Apples, oranges and pears are fruit. Broccoli, carrots and cauliflower are vegetables. Simple, right?
But it is not always that straightforward. For instance, not all of these items – mandarin, kiwifruit, fig persimmon and rhubarb – are fruit (and you’ll have to read on if you want to know which one isn’t).
There are also plenty of fruit that you count in your veg tally for the day. (Experts recommend you eat five serves of veg a day and two of fruit).
From a botanical perspective there is quite a clear definition of the difference between the two, says Pauline Ladiges, a professorial fellow at the University of Melbourne’s school of botany.
Fruit, she says, are the ovaries of a seed-bearing plant that develop after fertilisation. Quite simply, if it has seeds it is a fruit.
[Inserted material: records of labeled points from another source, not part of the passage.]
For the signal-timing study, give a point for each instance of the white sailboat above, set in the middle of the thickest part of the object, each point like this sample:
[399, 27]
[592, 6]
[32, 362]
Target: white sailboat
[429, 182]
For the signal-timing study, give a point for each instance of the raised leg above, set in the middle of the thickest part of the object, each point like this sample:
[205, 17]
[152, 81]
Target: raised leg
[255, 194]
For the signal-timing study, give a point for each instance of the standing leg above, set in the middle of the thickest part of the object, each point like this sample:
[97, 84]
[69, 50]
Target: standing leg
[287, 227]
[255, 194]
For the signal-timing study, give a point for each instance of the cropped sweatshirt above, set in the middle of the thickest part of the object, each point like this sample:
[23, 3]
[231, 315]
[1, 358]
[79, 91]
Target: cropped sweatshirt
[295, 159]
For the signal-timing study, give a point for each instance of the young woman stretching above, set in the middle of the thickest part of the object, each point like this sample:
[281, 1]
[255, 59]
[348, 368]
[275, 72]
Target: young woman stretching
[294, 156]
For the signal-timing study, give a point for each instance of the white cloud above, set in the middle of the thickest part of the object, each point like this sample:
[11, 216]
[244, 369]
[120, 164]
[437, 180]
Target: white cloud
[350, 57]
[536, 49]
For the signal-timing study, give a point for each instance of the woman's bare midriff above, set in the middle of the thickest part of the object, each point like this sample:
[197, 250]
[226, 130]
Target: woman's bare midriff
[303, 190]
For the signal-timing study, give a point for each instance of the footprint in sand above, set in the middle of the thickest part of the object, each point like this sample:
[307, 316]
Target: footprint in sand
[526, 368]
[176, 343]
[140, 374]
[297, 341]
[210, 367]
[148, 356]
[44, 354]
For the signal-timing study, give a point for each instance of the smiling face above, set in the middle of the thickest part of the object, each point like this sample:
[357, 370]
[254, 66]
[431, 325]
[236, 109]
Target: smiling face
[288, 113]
“The ovary is the female part of the flower and after pollination (or fertilisation) the seeds develop protected inside the ovary, which swells and ripens. Fruits are often fleshy, coloured and sweet when ripened to attract animals to disperse the seeds,” Ms Ladiges says.
“Some fruits are dry or even woody in the case of eucalypts – these are called capsules rather than gum ‘nut’ (it is not a nut) – or banksia and macadamias, their fruits are called follicles.”
By this definition not only are apples, oranges and pears considered fruit, so too are tomatoes, olives and cucumbers. But that is not all. Legumes are also… you guessed it, fruit.
“Think of a pea pod. The whole thing is the fruit and the peas that you eat are in effect the seeds. Legumes are a type of fruit,” Ms Ladiges says.